Simon Calder, travel editor, The IndependentPromises, promises: the travel industry is built upon them. Unlike other businesses, months may elapse between my paying for a package, a flight or a hotel room, and actually taking delivery of it.


In an industry not celebrated for its generous trading margins, suppliers can at least savour the positive cash flow that this arrangement endows. But if promises are broken, consumer confidence is dented, and blameless providers could suffer.


Britain’s travel history is littered with brave ideas that failed to fire the imagination of travellers.


Airtours was ahead of its time in proposing northwest Costa Rica as a winter-sun destination; the programme was axed before a single departure.


The law quite rightly allows tour operators to put programmes on sale and later cancel them, refunding deposits; if every firm was obliged to operate every departure it promised, the industry would be in an even worse state.


Similarly, airlines may cancel departures up to two weeks ahead without penalty.


This winter, the practice is catching on: British Airways no longer intends to bring me back from the ABTA Travel Convention in Barcelona next month.


I will fly with easyJet instead, but the budget carrier is itself in the curious position of selling summer 2010 flights from a base, East Midlands, that it announced it wants to close in January.
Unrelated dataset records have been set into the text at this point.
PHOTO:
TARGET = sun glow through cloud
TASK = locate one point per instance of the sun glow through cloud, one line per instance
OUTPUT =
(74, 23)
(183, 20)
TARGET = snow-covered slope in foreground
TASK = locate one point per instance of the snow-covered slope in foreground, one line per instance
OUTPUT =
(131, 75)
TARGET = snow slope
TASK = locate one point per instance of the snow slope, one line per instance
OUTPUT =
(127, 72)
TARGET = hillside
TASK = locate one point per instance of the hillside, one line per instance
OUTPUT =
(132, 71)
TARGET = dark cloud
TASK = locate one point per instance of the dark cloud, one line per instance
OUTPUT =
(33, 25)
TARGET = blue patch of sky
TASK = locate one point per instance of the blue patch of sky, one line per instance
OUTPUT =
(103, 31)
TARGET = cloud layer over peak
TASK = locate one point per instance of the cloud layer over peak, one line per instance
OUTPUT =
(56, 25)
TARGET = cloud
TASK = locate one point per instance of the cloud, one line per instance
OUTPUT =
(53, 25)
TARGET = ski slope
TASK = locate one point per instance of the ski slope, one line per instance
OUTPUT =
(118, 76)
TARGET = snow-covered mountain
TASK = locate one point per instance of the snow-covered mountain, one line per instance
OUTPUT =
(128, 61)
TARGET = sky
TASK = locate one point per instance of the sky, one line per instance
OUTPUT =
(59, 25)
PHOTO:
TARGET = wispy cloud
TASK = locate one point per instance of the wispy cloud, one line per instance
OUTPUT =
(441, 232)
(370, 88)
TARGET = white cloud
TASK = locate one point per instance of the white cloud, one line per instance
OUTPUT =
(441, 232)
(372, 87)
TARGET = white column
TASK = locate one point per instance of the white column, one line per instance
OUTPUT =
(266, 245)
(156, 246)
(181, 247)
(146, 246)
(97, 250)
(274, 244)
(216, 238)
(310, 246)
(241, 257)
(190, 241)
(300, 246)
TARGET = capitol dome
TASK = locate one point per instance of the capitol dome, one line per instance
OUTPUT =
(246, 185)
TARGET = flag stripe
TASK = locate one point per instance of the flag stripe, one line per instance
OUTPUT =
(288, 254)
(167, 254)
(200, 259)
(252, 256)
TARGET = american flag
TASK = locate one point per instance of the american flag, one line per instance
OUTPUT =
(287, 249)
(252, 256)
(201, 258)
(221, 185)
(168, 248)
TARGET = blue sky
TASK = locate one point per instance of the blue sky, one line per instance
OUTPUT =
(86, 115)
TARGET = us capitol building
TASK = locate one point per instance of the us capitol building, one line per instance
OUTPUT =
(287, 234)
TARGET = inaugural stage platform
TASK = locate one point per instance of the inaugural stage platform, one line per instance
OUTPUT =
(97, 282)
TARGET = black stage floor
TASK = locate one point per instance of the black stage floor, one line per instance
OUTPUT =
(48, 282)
Last week, I paid a bargain £48 for a transportational promise: an East Midlands-Palma flight at the end of June.


A minute after I bought it online, while still on the easyJet site, I found the statement announcing plans to abandon East Midlands in the new year.


The no-frills carrier says employment law requires it to carry on trading normally until the 90-day consultation.


While everyone sympathises with the staff whose jobs are threatened, the law is an ass if it encourages an airline to sell promises that are bound to be broken.


It is tough enough to sell genuine inventory, let alone flights that will never get off the ground.